Warranty and Property Deeds

Property ownership and the liens or encumbrances that may accompany them have become increasingly complex in today's litigious society. That is why it has become common practice that, in a property sale, the purchaser desires a stronger guarantee that they will have sole claim to the property. The stronger that guarantee, the more secure the new owners claim will be. There are three or four types of deeds that can be granted in a property sale, depending on the state and the circumstances, but the warranty deed is the strongest.

Types of Property Deeds

The three or four types of property deeds are common in different parts of the country and apply to different circumstances. There are also different state laws that apply across the country, so it is important to consult an attorney to learn which property deeds are appropriate for your transaction.
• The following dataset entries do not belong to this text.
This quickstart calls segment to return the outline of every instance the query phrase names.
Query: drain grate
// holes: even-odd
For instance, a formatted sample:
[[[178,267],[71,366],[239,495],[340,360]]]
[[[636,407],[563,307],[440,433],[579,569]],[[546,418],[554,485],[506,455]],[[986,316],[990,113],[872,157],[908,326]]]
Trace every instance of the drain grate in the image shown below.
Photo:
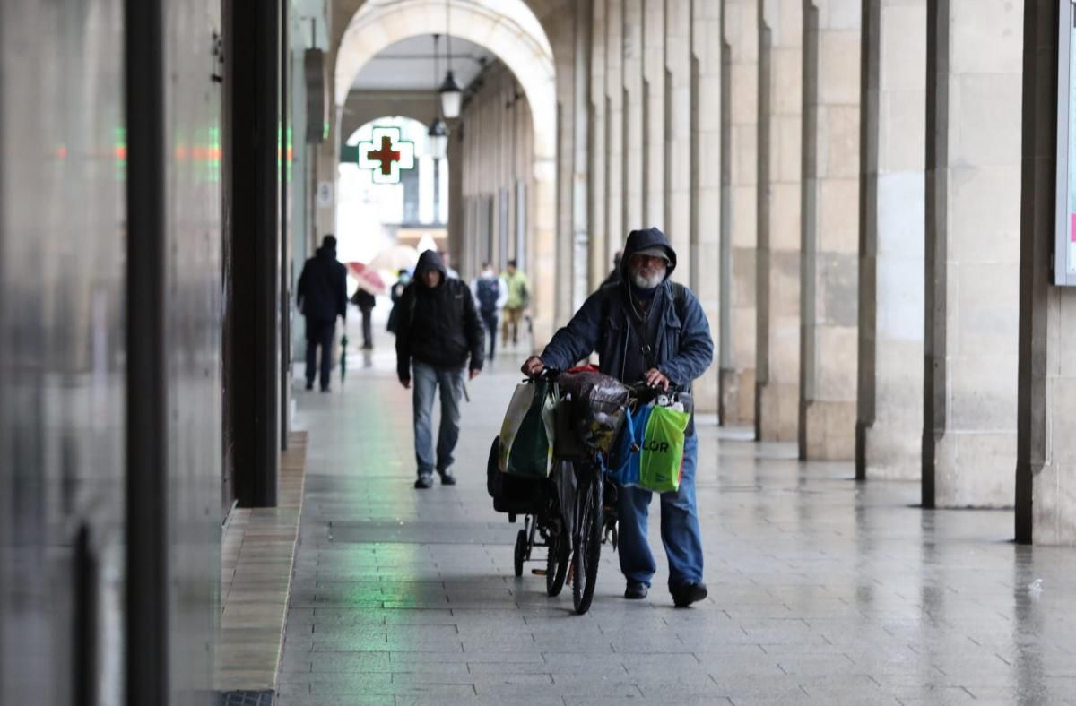
[[[223,691],[221,706],[272,706],[272,691]]]

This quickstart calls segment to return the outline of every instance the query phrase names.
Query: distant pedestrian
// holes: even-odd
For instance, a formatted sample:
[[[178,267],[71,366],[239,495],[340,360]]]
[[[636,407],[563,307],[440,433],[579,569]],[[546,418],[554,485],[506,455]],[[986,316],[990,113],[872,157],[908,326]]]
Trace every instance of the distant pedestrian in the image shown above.
[[[404,289],[411,284],[411,273],[407,270],[400,270],[399,278],[393,288],[388,290],[388,296],[393,300],[393,307],[388,309],[388,326],[385,329],[395,335],[396,333],[396,321],[399,318],[399,307],[397,304],[400,301],[400,297],[404,296]]]
[[[396,305],[396,375],[411,387],[414,372],[414,487],[430,488],[434,471],[441,484],[456,482],[452,452],[459,440],[459,402],[465,371],[473,379],[482,371],[482,325],[470,289],[452,279],[434,250],[419,258],[415,280]],[[434,393],[441,390],[441,429],[434,456]]]
[[[485,333],[490,336],[489,358],[493,360],[497,348],[497,321],[500,318],[500,309],[508,302],[508,283],[504,277],[497,276],[493,263],[485,262],[482,264],[482,274],[471,282],[471,294],[482,317]]]
[[[509,260],[505,269],[505,282],[508,284],[508,301],[505,303],[505,321],[501,325],[501,345],[508,345],[508,333],[511,331],[512,343],[520,342],[520,321],[523,312],[530,304],[530,280],[516,266],[515,260]]]
[[[348,268],[337,262],[336,237],[331,234],[325,236],[317,254],[302,265],[296,298],[307,319],[307,389],[314,389],[321,347],[322,392],[328,392],[336,319],[338,316],[348,319]]]
[[[352,296],[351,303],[357,306],[363,314],[363,350],[373,350],[373,327],[370,319],[373,307],[378,305],[378,300],[373,294],[359,287]]]
[[[449,279],[458,279],[459,273],[452,269],[452,254],[448,250],[441,250],[438,253],[441,256],[441,262],[444,263],[444,271],[449,275]]]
  • General Warranty Deed – generally used in the Midwest and Eastern states but accepted throughout the country. This deed guarantees three things:
    1. That the property has not been sold to another party and that he has the right of conveyance, the right to transfer that property to another party
    2. That the property has no encumbrances or liens against it
    3. That the property owner, or seller, guarantees that the title is free and clear and will defend the title if it is called into question by a third party
  • Grant Deed – is common in California. It carries the first two warranties that the Warranty Deed does, but does not guarantee to defend the title if it is challenged by a third party.
  • Quitclaim Deed – this is the simplest warranty and the one with the lowest level of security. This deed merely transfers title from the seller to the purchaser. It does not guarantee that the seller has sole claim to the property. This deed is generally granted in a divorce where one spouse transfers their portion of ownership of the property to the other. However, a quitclaim deed does not, in itself, relieve someone's responsibility for a mortgage for which they are a signer.
  • Special Warranty Deed – only guarantees that the seller has sole current title to the property and they have no liens or encumbrances, but does not guarantee that no one else has an interest in the property.
  • In some instances a transfer of property ownership is transferred by a deed without warranty. This deed promises that the seller has title to the property, but it provides no guarantee that no third party may appear with an interest in the property, nor does it promise to defend the title of the property.

Advantage of a Warranty Deed

The greatest advantage of the warranty deed is that the grantor of the warranty deed will defend title to the property if it is challenged an no other deed will do so. This provides an extra level of security for the property that can be a great advantage to most buyers.

With the variety of deeds and transfers of property available in today's complicated world, making sure you have the right deed for a transfer of property can be difficult. Real estate lawyers have the experience and expertise to help you discover which deed is right for you. Making the right decision can make a big difference in how, and whether, a real estate transaction is completed, and whether it will stand the test of time.